Well, to defuse that argument, consider the state of the vertices that are contained in the queue. They are all marked. But what of the distTo values associated with each vertex in the queue? Observe that each vertex enqueued has a distTo value strictly greater than the distTo value of the vertex that was dequeued. If you think about this for a moment, you can recognize that the distTo values associated with each vertex in the queue appear (from left to right) in a fixed monotonically equal or ascending order.

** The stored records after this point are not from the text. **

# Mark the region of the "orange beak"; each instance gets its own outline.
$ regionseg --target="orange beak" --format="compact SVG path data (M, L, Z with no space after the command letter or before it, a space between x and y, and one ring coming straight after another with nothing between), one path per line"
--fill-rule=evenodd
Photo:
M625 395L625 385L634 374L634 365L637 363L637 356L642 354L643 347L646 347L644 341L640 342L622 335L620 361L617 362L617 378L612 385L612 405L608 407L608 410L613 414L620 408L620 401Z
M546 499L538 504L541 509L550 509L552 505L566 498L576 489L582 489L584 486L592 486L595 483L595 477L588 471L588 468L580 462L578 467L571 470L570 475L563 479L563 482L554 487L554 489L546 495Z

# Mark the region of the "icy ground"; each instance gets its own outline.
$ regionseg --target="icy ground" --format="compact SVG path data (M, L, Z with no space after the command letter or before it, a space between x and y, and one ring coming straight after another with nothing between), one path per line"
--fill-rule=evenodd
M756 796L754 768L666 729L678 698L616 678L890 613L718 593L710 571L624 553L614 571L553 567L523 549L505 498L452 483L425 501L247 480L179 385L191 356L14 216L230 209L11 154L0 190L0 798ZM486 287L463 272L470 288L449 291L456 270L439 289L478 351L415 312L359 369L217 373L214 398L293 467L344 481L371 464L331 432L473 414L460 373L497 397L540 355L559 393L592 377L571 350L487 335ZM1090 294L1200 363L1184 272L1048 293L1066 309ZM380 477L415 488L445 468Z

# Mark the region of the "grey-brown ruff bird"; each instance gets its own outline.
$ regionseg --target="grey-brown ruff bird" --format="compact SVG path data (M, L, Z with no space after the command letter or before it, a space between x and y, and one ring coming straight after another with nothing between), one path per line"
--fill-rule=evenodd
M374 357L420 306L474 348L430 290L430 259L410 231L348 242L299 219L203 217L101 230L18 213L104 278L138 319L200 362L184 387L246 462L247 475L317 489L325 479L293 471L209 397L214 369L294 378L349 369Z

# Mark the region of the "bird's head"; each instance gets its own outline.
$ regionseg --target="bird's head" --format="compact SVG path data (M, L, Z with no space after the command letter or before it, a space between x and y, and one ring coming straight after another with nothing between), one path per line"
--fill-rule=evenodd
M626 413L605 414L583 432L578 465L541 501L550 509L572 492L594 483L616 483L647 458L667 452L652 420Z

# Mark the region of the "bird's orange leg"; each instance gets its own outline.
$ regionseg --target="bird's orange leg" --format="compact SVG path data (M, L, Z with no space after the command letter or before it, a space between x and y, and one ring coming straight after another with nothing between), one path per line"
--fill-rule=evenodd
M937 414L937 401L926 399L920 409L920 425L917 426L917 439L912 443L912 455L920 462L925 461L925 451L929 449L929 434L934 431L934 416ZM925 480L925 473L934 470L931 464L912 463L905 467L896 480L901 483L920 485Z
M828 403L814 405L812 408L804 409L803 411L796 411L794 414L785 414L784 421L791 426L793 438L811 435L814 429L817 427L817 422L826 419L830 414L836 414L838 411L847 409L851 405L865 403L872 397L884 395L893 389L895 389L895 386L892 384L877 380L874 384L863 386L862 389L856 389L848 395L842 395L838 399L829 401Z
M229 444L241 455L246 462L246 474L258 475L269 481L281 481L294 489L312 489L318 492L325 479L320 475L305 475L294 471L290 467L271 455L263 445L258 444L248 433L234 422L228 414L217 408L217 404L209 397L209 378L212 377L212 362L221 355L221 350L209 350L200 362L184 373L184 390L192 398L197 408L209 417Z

That is, the queue may contain multiple vertices with the same associated distTo value, but at no point will a vertex with a lower associated distTo value appear to the left of a vertex with a higher distTo value.

1.3 In Class exercise

You will now perform a side by side comparison of DFS and BFS on a sample graph. I showed this example yesterday for DFS, and now you are to conduct both a BFS and a DFS on it from vertex 0. You are to stop the search once you mark vertex 7.

Along the way, you must draw a representation of the stack (for DFS) and queue (for BFS). Use the following graph:

1.4 Demonstration

Run the Shell multiple times to launch three sample applications:

algs.days.day21.BFSSearchAnimation 2000
algs.days.day21.DFSSearchAnimation 2000
algs.days.day21.GuidedSearchAnimation 2000

What does the number represent? It becomes the seed for the random number generator which ensures that all three programs will execute over the exact same graphs to provide accurate side by side comparison.

The GuidedSearchAnimation attempts to improve the search process by selecting the marked vertex that is closest to the target point.

Note that the guidance here is flawed because distance between vertices is just part of the equation; you can only make progress by traversing edges. Nonetheless, this gives you a brief glimpse into more advanced search strategies that you will likely encounter in an AI class.